Monday, September 29, 2003

Your Dead Girlfriend's Dirty Black Sweatjacket Still Smells Like Her Hair, And Your Dead Girlfriend's Hair Always Smelled Like Fire Day!

You search every morning when you wake up with the jacket in your arms, and you search again most Saturday nights after 2 AM, but there aren't any strands left.

You took them for granted. When you first pulled the jacket from underneath the afghans, it was caked with so many stray strands of her hair you were forced to wonder whether she had had more to worry about than she ever let on to you. You'd pull the strand from the bosom of the jacket and let it coil up in your palm, and you'd set aside a few days at a time to just lay in bed and stroke that lock of your dead girlfriend's hair, but you never made it past a few hours. Hair just disappears. One distracted glance and it either catches a breeze and floats away to the dustbunnies under the bed or it just stops being.

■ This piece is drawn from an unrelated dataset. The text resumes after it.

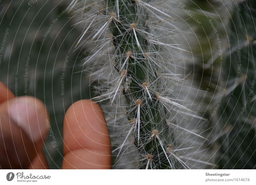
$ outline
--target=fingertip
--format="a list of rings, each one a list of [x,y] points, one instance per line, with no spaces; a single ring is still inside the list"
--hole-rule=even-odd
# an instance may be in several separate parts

Maybe you and the strand of hair have that in common. Maybe the strand of hair feels that continuing to exist without your dead girlfriend around is just as pointless as you do. But maybe the strand of hair has the power to simply will itself out of the universe, whereas you have to use a gun and/or pills.

No more strands of her hair left. It's been four months of intensely regimented mourning after all. But the scent is still there. The one you used to smell when you pressed your lips down upon the top of that parted-down-the-middle mop of deep deep stringy brown.

You smelled fire. Not smoke, ash, sulphur or the debris of aftermath, but only the fire. Perfect, terrifying flame. The scent it would release if it could ever roam alone. If it could ever wear a belt or drink a glass of whiskey. If a flame could weigh something, that's what her hair stunk of.

And it's what her jacket still stinks of. So stay in bed and hold it over your eyes and your nose and your mouth and your neck and breathe it in. It's perfect.

Happy Your Dead Girlfriend's Dirty Black Sweatjacket Still Smells Like Her Hair, And Your Dead Girlfriend's Hair Always Smelled Like Fire Day!